Auch diese therapeutische Geschichte habe ich von Bettina Betz, danke ganz herzlich und freue mich, dass ich sie mit euch teilen darf!

Venedig ist eine untergehende Stadt, sagt man. Sie ist nicht nah am Wasser sondern im Wasser gebaut. Seit sie existiert glaubt man vorhersagen zu können, wann sie dem Meer zum Opfer fallen wird.

Ich habe gelesen, dass die Gefahr, abzubrennen für Venedig noch größer sei. Die Stadt ist sehr dicht bebaut. Wenn es brennt, ist die Feuerwehr auf die Kanäle angewiesen. Von Zeit zu Zeit werden diese jedoch zu Reinigungszwecken leergepumpt. Wenn das Feuer also an der „falschen Stelle“ ausbricht und der nächstgelegene Kanal gerade trocken liegt, hat die Feuerwehr weder einen direkten Zugang zum brennenden Gebäude noch einen schnellen Zugriff auf Löschwasser.
Wenn man sagt, man liebt Venedig, dann hört man oft: „Ja, das Morbide hat eine starke Anziehungskraft.“ Die Stadt scheint ein Symbol für die Sehnsucht nach dem Tod zu sein. Viele Geschichten und Filme, die den Tod thematisieren, spielen dort. Die Fassaden der Palazzi bröckeln, das Meerwasser schwappt jährlich meterhoch über den Markusplatz, Touristenströme überschwemmen die ganze Stadt, ihre Füße scheinen sie in den Meeresboden stampfen zu wollen.

Für mich ist Venedig ein Symbol der Lebenskunst. Dabei denke ich nicht an seine große Vergangenheit, sondern sehe es, wie es heute ist: In den maroden Fassaden sitzen blankgeputzte Fenster, hinter den Vorhängen blinken Kronleuchter. Die unscheinbaren Häuser um den kleinen zentralen Platz des Ghettos verbergen nach wie vor fünf Synagogen mit prächtiger Ausstattung. Viele Gebäude werden restauriert und gepflegt und zeigen sich in voller Schönheit. Die verschlungenen engen Gassen sind voller Überraschungen. In den Restaurants wird nach allen Regeln der Kunst gekocht. Die „aqua alta“ geht jedes Mal wieder zurück.

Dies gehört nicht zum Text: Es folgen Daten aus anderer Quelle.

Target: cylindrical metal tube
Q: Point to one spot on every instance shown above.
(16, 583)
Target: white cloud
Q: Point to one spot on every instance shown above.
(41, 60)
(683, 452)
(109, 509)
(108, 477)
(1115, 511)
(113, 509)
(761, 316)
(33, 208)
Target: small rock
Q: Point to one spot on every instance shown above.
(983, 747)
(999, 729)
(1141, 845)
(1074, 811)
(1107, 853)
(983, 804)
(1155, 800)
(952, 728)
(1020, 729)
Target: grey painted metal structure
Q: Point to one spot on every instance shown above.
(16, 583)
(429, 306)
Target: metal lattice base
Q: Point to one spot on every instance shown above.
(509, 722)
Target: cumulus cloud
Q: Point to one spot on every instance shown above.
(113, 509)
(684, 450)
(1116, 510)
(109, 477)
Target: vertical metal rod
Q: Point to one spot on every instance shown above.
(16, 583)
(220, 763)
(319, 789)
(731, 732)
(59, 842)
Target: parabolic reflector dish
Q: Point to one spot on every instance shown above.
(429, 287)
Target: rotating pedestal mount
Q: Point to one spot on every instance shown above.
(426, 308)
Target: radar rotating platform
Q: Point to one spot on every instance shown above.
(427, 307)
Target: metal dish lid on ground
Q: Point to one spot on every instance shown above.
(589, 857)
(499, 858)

Beim letzten Brand des berühmten Theaters „La Fenice“ (es gab unzählige in der Geschichte Venedigs) stand der Wind günstig und Nachbarn riefen rechtzeitig die Feuerwehr. So hatte sie genügend Zeit, zwar nicht das Theater, aber die Stadt vor dem Feuertod zu retten. Der angrenzende Kanal war in dieser Nacht gerade leer.
Vom Himmel her betrachtet sieht die Stadt Venedig aus wie ein Fisch.
Vielleicht ist sie ein Delfin. Wie sonst könnte sie es so lange über Wasser aushalten?